The orphan nuclear receptor steroidogenic factor 1 (SF-1) is expressed in the adrenal cortex and gonads and regulates the expression of several P450 steroid hydroxylases in vitro. We examined the role of SF-1 in the adrenal glands and gonads in vivo by a targeted disruption of the mouse SF-1 gene. All SF-1-deficient mice died shortly after delivery. Their adrenal glands and gonads were absent, and persistent Mullerian structures were found in all genotypic males. While serum levels of corticosterone in SF-1-deficient mice were diminished, levels of adrenocorticotropic hormone (ACTH) were elevated, consistent with intact pituitary corticotrophs. Intrauterine survival of SF-1-deficient mice appeared normal, and they had normal serum level of corticosterone and ACTH, probably reflecting transplacental passage of maternal steroids. We tested whether SF-1 is required for P450 side-chain-cleavage enzyme (P450scc) expression in the placenta, which expresses both SF-1 and P450scc, and found that in contrast to its strong activation of the P450scc gene promoter in vitro, the absence of SF-1 had no effect on P450scc mRNA levels in vivo.
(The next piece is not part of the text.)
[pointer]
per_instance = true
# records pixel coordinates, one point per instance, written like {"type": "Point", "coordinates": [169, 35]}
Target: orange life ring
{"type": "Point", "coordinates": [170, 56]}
Although the region targeted by our disruption is shared by SF-1 and by embryonal long terminal repeat-binding protein (ELP), a hypothesized alternatively spliced product, we believe that the observed phenotype reflects absent SF-1 alone, as PCR analysis failed to detect ELP transcripts in any mouse tissue, and sequences corresponding to ELP are not conserved across species. These results confirm that SF-1 is an important regulator of adrenal and gonadal development, but its regulation of steroid hydroxylase expression in vivo remains to be established.